Jesús resucitado al exhalar su Aliento, entrega el Espíritu Santo para que sus discípulos se conviertan en apóstoles de su misión, puedan perdonar los pecados y actualizar su presencia de resucitado entre nosotros ( cf Jn 20, 19-23).

El Espíritu Santo nos capacita para que se pueda comprender quién es Jesús, cuál es la dimensión de su persona, el alcance de su palabra y de su vida, su pasión, la estrecha y perpetua vinculación con este Espíritu Vivificador, que procede de él.

El Espíritu Santo nos introduce realmente en el misterio del amor entre el Padre y el Hijo.

‘Sin el Espíritu Santo, -como lo enseña Ignacio IV Hazin patriarca de la Iglesia Greco Ortodoxa de Antioquía- (1921-2012), Dios es lejano, Cristo se queda en el pasado, el Evangelio es letra muerta, la Iglesia una simple organización, la autoridad es dominación, la misión solo propaganda, el culto una evocación y el actuar cristiano una moral de esclavos. Con el Espíritu Santo, el cosmos se eleva y gime en el parto del Reino, Cristo resucitado está presente, el Evangelio es fuerza de vida, la Iglesia es una comunión trinitaria, la autoridad un servicio liberador, la misión es Pentecostés, la liturgia es memorial y anticipación, el actuar humano se deifica’.

El Papa Francisco nos recuerda que ‘Es Dios quien hace la Iglesia, no el clamor de las obras. A veces siento una gran tristeza cuando veo alguna comunidad, que con buena voluntad, pero va por el camino equivocado piensa que está haciendo la Iglesia con reuniones, como si fuera un partido político’. ‘La Iglesia no se mueve por mayoría o la minoría’. ¡Dónde está el Espíritu Santo allí? ¿Dónde está la oración? ¿Dónde está el amor comunitario? ¿Dónde está la Eucaristía? Y si el Espíritu (Santo) falta, seremos una bonita organización humanista y caritativa, incluso un “partido eclesiástico”, pero no hay Iglesia. La Iglesia es obra del Espíritu Santo’ (25 Nov 2020).

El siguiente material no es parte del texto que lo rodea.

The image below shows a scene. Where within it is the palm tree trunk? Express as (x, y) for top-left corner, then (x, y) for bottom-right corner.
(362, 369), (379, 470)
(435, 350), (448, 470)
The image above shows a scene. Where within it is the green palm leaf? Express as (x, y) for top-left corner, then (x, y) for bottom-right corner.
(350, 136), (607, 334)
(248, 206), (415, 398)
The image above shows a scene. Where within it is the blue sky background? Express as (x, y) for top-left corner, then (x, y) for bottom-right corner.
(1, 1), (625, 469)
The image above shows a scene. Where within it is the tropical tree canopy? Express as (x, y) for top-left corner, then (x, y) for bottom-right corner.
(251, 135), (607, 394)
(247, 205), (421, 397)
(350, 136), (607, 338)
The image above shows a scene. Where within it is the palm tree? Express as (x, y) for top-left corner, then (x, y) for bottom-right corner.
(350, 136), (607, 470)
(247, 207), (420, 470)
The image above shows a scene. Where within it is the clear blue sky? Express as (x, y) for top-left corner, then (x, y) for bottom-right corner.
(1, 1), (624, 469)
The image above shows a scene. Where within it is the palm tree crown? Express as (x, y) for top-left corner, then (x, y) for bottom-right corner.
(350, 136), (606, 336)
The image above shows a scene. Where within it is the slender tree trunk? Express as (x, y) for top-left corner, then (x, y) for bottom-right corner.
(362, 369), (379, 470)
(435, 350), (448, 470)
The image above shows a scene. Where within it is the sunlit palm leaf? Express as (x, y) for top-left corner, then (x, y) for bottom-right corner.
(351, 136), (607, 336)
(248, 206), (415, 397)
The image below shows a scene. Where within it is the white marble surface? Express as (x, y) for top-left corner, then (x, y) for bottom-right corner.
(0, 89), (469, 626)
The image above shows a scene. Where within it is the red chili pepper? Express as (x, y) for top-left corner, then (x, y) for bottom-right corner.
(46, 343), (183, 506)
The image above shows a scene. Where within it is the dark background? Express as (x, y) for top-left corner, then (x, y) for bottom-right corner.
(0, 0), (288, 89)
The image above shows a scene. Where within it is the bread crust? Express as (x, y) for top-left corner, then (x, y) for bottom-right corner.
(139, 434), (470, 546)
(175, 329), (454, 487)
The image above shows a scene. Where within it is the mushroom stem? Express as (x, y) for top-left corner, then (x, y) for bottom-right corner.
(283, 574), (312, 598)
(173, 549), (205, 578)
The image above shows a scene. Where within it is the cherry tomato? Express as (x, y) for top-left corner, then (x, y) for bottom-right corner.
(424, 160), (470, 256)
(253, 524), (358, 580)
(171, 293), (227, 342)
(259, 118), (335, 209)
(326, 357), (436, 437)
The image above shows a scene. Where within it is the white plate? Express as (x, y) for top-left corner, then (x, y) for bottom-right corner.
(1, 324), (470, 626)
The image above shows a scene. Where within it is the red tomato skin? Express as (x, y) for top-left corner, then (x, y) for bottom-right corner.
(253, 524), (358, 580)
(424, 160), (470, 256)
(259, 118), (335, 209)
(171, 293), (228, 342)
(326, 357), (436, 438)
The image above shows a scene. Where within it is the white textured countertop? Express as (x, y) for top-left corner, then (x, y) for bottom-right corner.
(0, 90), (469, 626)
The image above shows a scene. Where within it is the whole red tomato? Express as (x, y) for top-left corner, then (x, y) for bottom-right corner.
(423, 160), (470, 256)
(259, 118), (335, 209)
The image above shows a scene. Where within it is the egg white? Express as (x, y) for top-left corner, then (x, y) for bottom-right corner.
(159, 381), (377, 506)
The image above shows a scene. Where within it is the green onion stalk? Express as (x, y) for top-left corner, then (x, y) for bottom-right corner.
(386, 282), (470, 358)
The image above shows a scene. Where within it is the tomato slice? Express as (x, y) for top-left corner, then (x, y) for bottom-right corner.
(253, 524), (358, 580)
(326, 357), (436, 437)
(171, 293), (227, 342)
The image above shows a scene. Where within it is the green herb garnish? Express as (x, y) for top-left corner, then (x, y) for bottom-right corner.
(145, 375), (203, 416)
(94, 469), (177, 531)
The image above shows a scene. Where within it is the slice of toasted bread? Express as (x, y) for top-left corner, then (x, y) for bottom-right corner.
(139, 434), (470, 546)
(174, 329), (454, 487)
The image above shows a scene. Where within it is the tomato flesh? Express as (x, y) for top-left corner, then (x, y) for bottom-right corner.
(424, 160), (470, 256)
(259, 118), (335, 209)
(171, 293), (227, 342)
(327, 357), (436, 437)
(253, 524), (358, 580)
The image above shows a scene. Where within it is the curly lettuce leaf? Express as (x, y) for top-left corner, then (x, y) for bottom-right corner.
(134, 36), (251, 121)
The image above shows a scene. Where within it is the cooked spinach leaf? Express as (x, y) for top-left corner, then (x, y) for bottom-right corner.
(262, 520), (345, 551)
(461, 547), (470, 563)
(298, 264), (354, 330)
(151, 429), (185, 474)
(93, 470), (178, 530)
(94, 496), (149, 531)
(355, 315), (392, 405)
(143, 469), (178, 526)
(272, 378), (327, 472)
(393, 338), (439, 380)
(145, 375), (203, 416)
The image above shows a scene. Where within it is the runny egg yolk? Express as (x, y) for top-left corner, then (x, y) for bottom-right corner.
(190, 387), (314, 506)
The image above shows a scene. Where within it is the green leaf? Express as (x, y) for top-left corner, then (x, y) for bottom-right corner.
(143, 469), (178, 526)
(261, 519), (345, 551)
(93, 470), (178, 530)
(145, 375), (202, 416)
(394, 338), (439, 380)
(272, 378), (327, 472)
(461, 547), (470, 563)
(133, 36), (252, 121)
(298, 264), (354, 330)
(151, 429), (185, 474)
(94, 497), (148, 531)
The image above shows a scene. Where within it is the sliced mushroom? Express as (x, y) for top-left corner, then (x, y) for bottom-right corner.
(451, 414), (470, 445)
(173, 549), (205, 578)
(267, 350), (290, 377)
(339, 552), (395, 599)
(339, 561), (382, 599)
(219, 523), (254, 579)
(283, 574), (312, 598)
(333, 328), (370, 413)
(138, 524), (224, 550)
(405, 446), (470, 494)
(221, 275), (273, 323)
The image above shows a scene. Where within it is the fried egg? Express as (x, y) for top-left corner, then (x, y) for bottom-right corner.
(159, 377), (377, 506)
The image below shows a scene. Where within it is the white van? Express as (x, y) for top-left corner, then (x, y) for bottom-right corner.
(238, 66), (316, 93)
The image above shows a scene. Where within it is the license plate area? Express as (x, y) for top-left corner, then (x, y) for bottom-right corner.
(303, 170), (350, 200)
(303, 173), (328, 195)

Conviene recordar una cita de la Constitución sobre la Iglesia, – Lumen Gentium, del Concilio Vaticano II: ‘Además, el mismo Espíritu Santo no solo santifica y dirige al Pueblo de Dios mediante los sacramentos y los ministerios y lo adorna con virtudes, sino también distribuye gracias especiales entre los fieles de cualquier condición…’ (b 12).

Invoquemos con frecuencia al Espíritu Divino: ‘Ven Espíritu divino, manda tu luz desde el cielo. Padre amoroso del pobre, don en tus dones espléndido, dulce huésped del alma, luz que penetra las almas. Riega la tierra en sequía, sana el corazón enfermo, lava las manchas, infunde calor al hielo’, como maravillosamente canta la Secuencia de Pentecostés. Vivamos de modo consciente y gozosamente su presencia; él nos vincula con el Padre y con el Hijo encarnado y glorificado; él es principio de comunión y de unidad en la Iglesia, en las comunidades, en la familia y en nuestro propio interior; él verdaderamente es el Espíritu Santo vivificador,-Zoontes-Dador de vida, el principio vital de nuestra alma y de toda la Iglesia, de la nueva humanidad.